Alors que, dans le même temps, les chercheurs de l’Institut des Politiques Publiques nous expliquent, dans une note publiée en juin 2023, que les milliardaires du pays échappent à l’impôt en organisant légalement leurs fortunes en dehors de l’assiette de l’impôt sur le revenu et de ce qui reste de l’impôt sur la fortune. En effet, l’ensemble des impôts personnels reste en partie progressif jusqu’à un niveau élevé de revenu (600 000 euros de revenu économique annuel, soit le top 0,1% des Français les plus riches), mais une fois cette barrière dépassée, l’impôt devient régressif. Ainsi, les 378 ménages les plus aisés ne paient que 2% d’impôts sur leur revenu économique…
Mais comment s’explique ce phénomène ? Toujours selon cet Institut, « au fur et à mesure que l’on s’élève dans la distribution des revenus, les foyers fiscaux reçoivent de plus en plus de revenus par le biais des bénéfices des sociétés qu’ils détiennent ». Ainsi, pour les 0,01% des foyers les plus riches, l’impôt sur les sociétés devient prépondérant, contrairement à l’impôt sur le revenu.
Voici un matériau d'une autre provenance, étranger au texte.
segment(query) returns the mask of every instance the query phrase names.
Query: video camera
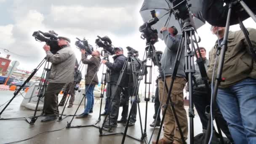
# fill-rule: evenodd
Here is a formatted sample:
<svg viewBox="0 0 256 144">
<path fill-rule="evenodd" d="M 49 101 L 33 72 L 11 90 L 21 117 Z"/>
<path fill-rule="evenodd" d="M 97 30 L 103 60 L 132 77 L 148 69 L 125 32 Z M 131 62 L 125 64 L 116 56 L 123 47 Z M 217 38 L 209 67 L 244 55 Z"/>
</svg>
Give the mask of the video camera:
<svg viewBox="0 0 256 144">
<path fill-rule="evenodd" d="M 155 52 L 157 54 L 157 59 L 153 59 L 153 63 L 154 63 L 154 65 L 155 66 L 156 65 L 157 63 L 156 61 L 161 61 L 161 59 L 162 58 L 162 55 L 163 55 L 163 51 L 157 51 Z"/>
<path fill-rule="evenodd" d="M 110 54 L 110 53 L 108 51 L 104 49 L 103 49 L 101 52 L 101 56 L 104 57 L 103 59 L 107 61 L 109 61 L 109 56 Z"/>
<path fill-rule="evenodd" d="M 114 48 L 112 46 L 112 41 L 108 36 L 101 37 L 97 35 L 97 37 L 99 38 L 95 40 L 97 46 L 103 48 L 105 51 L 108 52 L 109 54 L 112 55 L 115 54 Z"/>
<path fill-rule="evenodd" d="M 127 47 L 126 48 L 128 51 L 128 56 L 130 55 L 133 55 L 135 57 L 138 57 L 139 56 L 139 51 L 138 51 L 135 50 L 135 49 L 129 46 Z"/>
<path fill-rule="evenodd" d="M 152 19 L 140 26 L 139 30 L 142 33 L 141 36 L 142 39 L 146 39 L 147 42 L 151 42 L 154 44 L 158 41 L 158 36 L 157 30 L 153 29 L 151 26 L 156 24 L 159 19 L 156 16 L 155 10 L 150 11 L 150 13 Z"/>
<path fill-rule="evenodd" d="M 44 42 L 51 47 L 51 52 L 53 54 L 61 49 L 58 45 L 58 34 L 53 30 L 49 31 L 48 32 L 43 32 L 41 31 L 34 32 L 32 36 L 35 37 L 35 40 L 40 42 Z"/>
<path fill-rule="evenodd" d="M 75 43 L 77 48 L 79 49 L 85 50 L 87 54 L 91 54 L 92 51 L 93 51 L 93 47 L 88 43 L 88 40 L 85 40 L 85 38 L 84 38 L 83 40 L 81 40 L 77 37 L 76 37 L 76 39 L 78 40 Z"/>
<path fill-rule="evenodd" d="M 173 10 L 176 19 L 181 19 L 183 24 L 186 22 L 188 25 L 192 25 L 195 29 L 195 26 L 193 20 L 194 15 L 190 9 L 192 4 L 188 4 L 187 0 L 170 0 L 173 5 Z M 183 26 L 186 26 L 187 25 Z"/>
</svg>

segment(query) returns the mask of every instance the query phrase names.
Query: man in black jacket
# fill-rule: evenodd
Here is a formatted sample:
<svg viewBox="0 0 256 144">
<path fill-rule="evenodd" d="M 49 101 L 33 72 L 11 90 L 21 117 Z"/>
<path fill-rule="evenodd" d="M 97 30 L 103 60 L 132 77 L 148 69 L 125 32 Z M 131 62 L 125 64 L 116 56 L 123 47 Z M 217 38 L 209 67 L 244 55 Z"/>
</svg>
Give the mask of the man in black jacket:
<svg viewBox="0 0 256 144">
<path fill-rule="evenodd" d="M 117 85 L 117 81 L 120 75 L 120 72 L 123 68 L 123 67 L 125 61 L 126 59 L 125 57 L 123 55 L 123 48 L 121 47 L 117 47 L 115 48 L 115 56 L 113 57 L 114 61 L 114 63 L 111 63 L 109 61 L 105 60 L 102 60 L 101 62 L 107 66 L 110 70 L 110 88 L 107 89 L 107 91 L 110 91 L 109 96 L 111 96 L 113 98 L 113 102 L 111 105 L 110 109 L 108 109 L 111 112 L 109 115 L 110 118 L 109 120 L 110 120 L 109 123 L 107 122 L 104 125 L 105 127 L 116 127 L 117 125 L 117 120 L 118 117 L 118 114 L 119 112 L 119 105 L 120 103 L 120 94 L 122 92 L 122 87 L 120 85 Z M 115 96 L 112 96 L 115 92 L 116 87 L 117 86 L 117 90 Z M 110 99 L 109 97 L 109 99 Z"/>
<path fill-rule="evenodd" d="M 69 99 L 69 104 L 68 106 L 67 106 L 67 107 L 71 107 L 73 106 L 73 103 L 74 102 L 74 101 L 75 101 L 75 96 L 74 88 L 76 85 L 80 83 L 81 80 L 82 80 L 82 74 L 81 73 L 81 72 L 77 69 L 77 64 L 76 64 L 76 65 L 75 66 L 75 76 L 74 77 L 74 82 L 70 84 L 69 90 L 68 90 L 68 91 L 69 91 L 70 93 L 70 99 Z M 65 87 L 66 88 L 67 86 L 69 85 L 69 83 L 67 83 L 65 86 Z M 65 102 L 66 101 L 66 99 L 67 99 L 67 96 L 68 94 L 69 93 L 64 93 L 63 95 L 63 97 L 61 99 L 61 101 L 59 104 L 59 106 L 63 106 L 64 105 Z"/>
</svg>

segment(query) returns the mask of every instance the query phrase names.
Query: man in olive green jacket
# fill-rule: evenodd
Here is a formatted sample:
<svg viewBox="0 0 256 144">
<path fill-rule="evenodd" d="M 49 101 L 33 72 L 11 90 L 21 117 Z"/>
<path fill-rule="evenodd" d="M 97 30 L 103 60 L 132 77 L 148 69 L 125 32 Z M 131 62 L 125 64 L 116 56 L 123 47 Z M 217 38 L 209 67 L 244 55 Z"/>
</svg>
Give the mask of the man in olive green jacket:
<svg viewBox="0 0 256 144">
<path fill-rule="evenodd" d="M 217 32 L 219 29 L 219 32 Z M 225 27 L 212 27 L 211 30 L 222 41 Z M 256 29 L 247 29 L 253 46 L 256 47 Z M 209 53 L 207 74 L 215 81 L 218 68 L 213 67 L 217 58 L 217 45 Z M 229 32 L 221 82 L 216 101 L 227 121 L 235 144 L 256 143 L 256 62 L 249 53 L 248 46 L 241 30 Z M 216 65 L 218 65 L 219 58 Z"/>
<path fill-rule="evenodd" d="M 70 40 L 67 37 L 59 37 L 58 45 L 61 49 L 56 54 L 50 51 L 50 46 L 43 47 L 46 53 L 46 58 L 51 63 L 51 72 L 46 91 L 45 93 L 43 110 L 46 117 L 42 122 L 53 120 L 57 118 L 58 96 L 67 83 L 74 81 L 76 57 L 70 47 Z"/>
</svg>

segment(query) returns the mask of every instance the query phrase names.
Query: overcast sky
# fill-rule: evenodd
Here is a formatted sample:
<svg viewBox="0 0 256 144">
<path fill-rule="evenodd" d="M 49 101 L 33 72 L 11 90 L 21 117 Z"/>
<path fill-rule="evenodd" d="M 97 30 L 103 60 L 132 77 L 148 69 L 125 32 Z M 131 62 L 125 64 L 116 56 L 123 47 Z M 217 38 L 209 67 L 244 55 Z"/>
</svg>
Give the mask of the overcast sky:
<svg viewBox="0 0 256 144">
<path fill-rule="evenodd" d="M 10 59 L 19 61 L 19 68 L 32 70 L 45 56 L 42 48 L 43 43 L 36 41 L 32 36 L 33 32 L 54 30 L 59 36 L 71 40 L 78 60 L 80 52 L 75 46 L 75 37 L 85 37 L 95 49 L 97 35 L 109 36 L 115 46 L 134 48 L 139 51 L 141 58 L 145 41 L 140 38 L 138 29 L 143 23 L 139 12 L 142 2 L 142 0 L 0 0 L 0 48 L 17 54 L 11 53 Z M 247 27 L 256 27 L 251 19 L 244 24 Z M 199 46 L 205 48 L 207 53 L 216 40 L 211 33 L 210 27 L 206 24 L 198 29 L 201 38 Z M 237 25 L 230 28 L 231 30 L 239 29 Z M 164 43 L 159 40 L 155 46 L 157 50 L 163 51 Z M 126 52 L 125 50 L 125 55 Z M 0 52 L 2 57 L 8 54 L 1 49 Z"/>
</svg>

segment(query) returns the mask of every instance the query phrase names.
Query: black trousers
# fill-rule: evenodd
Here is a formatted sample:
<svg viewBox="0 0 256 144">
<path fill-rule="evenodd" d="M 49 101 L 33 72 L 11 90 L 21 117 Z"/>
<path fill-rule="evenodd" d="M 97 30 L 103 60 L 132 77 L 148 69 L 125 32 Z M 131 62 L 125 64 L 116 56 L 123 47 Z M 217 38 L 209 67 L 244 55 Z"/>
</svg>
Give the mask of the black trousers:
<svg viewBox="0 0 256 144">
<path fill-rule="evenodd" d="M 134 90 L 134 89 L 133 89 Z M 128 114 L 129 111 L 129 99 L 130 96 L 132 95 L 133 93 L 131 93 L 133 92 L 133 90 L 129 88 L 125 88 L 124 90 L 124 94 L 125 99 L 127 100 L 125 104 L 123 106 L 123 111 L 122 112 L 122 119 L 127 119 L 128 117 Z M 131 110 L 131 115 L 130 121 L 132 122 L 135 123 L 136 122 L 136 116 L 137 115 L 137 101 L 136 99 L 131 99 L 131 104 L 133 101 L 133 106 L 132 109 Z"/>
<path fill-rule="evenodd" d="M 65 89 L 66 88 L 66 87 L 68 86 L 69 84 L 69 83 L 68 83 L 65 85 Z M 69 99 L 69 105 L 73 105 L 73 103 L 75 101 L 75 92 L 74 88 L 75 85 L 76 84 L 75 83 L 73 82 L 70 84 L 69 88 L 67 88 L 68 89 L 67 90 L 67 92 L 68 92 L 69 91 L 69 92 L 70 93 L 69 96 L 70 96 L 70 98 Z M 63 95 L 63 96 L 62 97 L 62 99 L 61 100 L 61 102 L 59 103 L 60 104 L 65 104 L 68 94 L 68 93 L 64 93 L 64 94 Z"/>
<path fill-rule="evenodd" d="M 157 119 L 157 120 L 160 121 L 161 119 L 160 119 L 160 113 L 161 113 L 161 108 L 159 109 L 159 112 L 158 112 L 158 115 L 157 115 L 157 111 L 158 110 L 158 109 L 160 107 L 160 101 L 159 101 L 159 93 L 158 92 L 158 86 L 157 86 L 157 88 L 155 89 L 155 114 L 154 114 L 154 116 L 153 116 L 153 118 L 154 119 Z"/>
<path fill-rule="evenodd" d="M 58 109 L 58 96 L 65 83 L 49 83 L 44 94 L 43 110 L 47 115 L 57 116 L 59 113 Z"/>
<path fill-rule="evenodd" d="M 208 124 L 208 118 L 205 115 L 205 107 L 211 104 L 210 97 L 211 95 L 205 92 L 205 90 L 204 88 L 202 88 L 196 90 L 193 90 L 192 96 L 193 102 L 202 123 L 203 129 L 206 129 Z M 214 118 L 218 121 L 218 124 L 221 131 L 225 133 L 230 142 L 233 142 L 227 121 L 223 118 L 218 105 L 216 107 Z"/>
<path fill-rule="evenodd" d="M 111 99 L 112 99 L 112 104 L 110 107 L 110 109 L 108 109 L 110 111 L 110 115 L 109 117 L 110 120 L 113 121 L 114 122 L 116 122 L 118 117 L 118 114 L 119 113 L 119 107 L 120 104 L 120 94 L 122 92 L 122 88 L 120 86 L 118 86 L 117 87 L 117 90 L 115 94 L 115 90 L 117 85 L 114 84 L 110 84 L 110 94 L 111 96 Z"/>
</svg>

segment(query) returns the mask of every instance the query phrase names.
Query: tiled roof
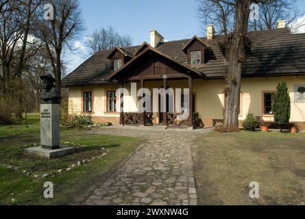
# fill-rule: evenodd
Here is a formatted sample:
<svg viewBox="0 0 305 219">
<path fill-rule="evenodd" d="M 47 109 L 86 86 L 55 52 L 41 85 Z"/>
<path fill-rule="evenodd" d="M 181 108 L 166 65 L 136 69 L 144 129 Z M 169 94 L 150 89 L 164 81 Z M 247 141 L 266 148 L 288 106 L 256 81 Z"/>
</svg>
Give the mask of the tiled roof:
<svg viewBox="0 0 305 219">
<path fill-rule="evenodd" d="M 243 65 L 243 77 L 273 76 L 305 74 L 305 34 L 292 34 L 287 28 L 249 33 L 252 53 Z M 210 79 L 223 77 L 228 72 L 220 48 L 222 37 L 212 40 L 200 38 L 208 47 L 208 60 L 196 68 Z M 186 55 L 182 51 L 191 39 L 160 43 L 159 52 L 178 62 L 186 64 Z M 134 54 L 140 46 L 123 48 Z M 112 50 L 101 51 L 93 55 L 62 81 L 62 86 L 103 84 L 111 74 L 110 60 L 107 58 Z"/>
</svg>

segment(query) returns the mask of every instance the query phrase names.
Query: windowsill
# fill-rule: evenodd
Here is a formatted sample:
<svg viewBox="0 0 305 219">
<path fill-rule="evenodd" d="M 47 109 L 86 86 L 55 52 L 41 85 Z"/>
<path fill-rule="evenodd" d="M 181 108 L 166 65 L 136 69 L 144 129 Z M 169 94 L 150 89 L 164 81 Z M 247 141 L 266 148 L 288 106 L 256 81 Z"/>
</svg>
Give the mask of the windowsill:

Le problème c’est que le taux d’imposition sur le revenu et le patrimoine personnels se situe au plus haut autour de 59%, alors que celui de l’impôt sur les sociétés s’élève à 25%.
Autre petit problème : parmi ces sociétés d’où proviennent leurs bénéfices, il y a notamment les fameuses holdings financières. En effet, depuis 1985, le taux théorique d’impôt sur les sociétés a été divisé par deux en France, passant de 50 % à 25 %. Cette baisse a encouragé les hauts patrimoines à détenir leurs actifs via des sociétés holdings, leur permettant, entre autres, d’échapper à l’impôt sur le revenu en transférant leurs dividendes à des holdings. Par ailleurs, grâce à ce système financier, ils peuvent vivre sur la holding pour leurs dépenses personnelles (via des « faux frais ») ou acheter des biens immobiliers par son intermédiaire (comme des résidences secondaires). C’est là que réside en grande partie la source de l’inégalité fiscale !
Selon l’Observatoire de la Justice fiscale, il existe donc des niches fiscales, qui profitent presque uniquement aux très riches et qui sont à la source de ce phénomène d’optimisation fiscale via des holdings financières. Une des principales niches : la « niche Copé ». La niche Copé est un mécanisme voté à l'occasion de la loi de finances pour 2005 de décembre 2004, qui prévoit l’exonération des plus-values sur les cessions de titres de participation détenus depuis plus de 2 ans par des sociétés soumises à l’impôt sur les sociétés. Cette niche aurait coûté 7 milliards d’euros en 2018.
Cet amendement de repli vise donc à relever la quote-part pour frais et charges (QPFC) applicable aux plus-values (« niche Copé ») à 100%. Relever la QPFC de 12% à 100% permettrait simplement d'appliquer le taux normal d'impôt sur les sociétés (IS) sur les plus-values réalisées en cas de cessions de titres comme cela était le cas jusqu'en 2004.
Cette imposition au taux normal d’IS est d’autant plus nécessaire qu’il est établi que, chez les contribuables les plus aisés, les sommes perçues au sein des holdings suite aux cessions de titres ne sont que rarement distribuées aux actionnaires, et donc presque jamais imposées.
Cet amendement permettra de lutter contre le caractère dégressif de l’impôt et contribuera à faire respecter le principe de la progressivité de l’impôt, fondamental dans notre système fiscal. En effet, comme le rappelle la Déclaration des droits de l’homme et du citoyen de 1789, qui a toujours valeur constitutionnelle, la charge fiscale doit être « également répartie entre tous les citoyens, en raison de leurs facultés ».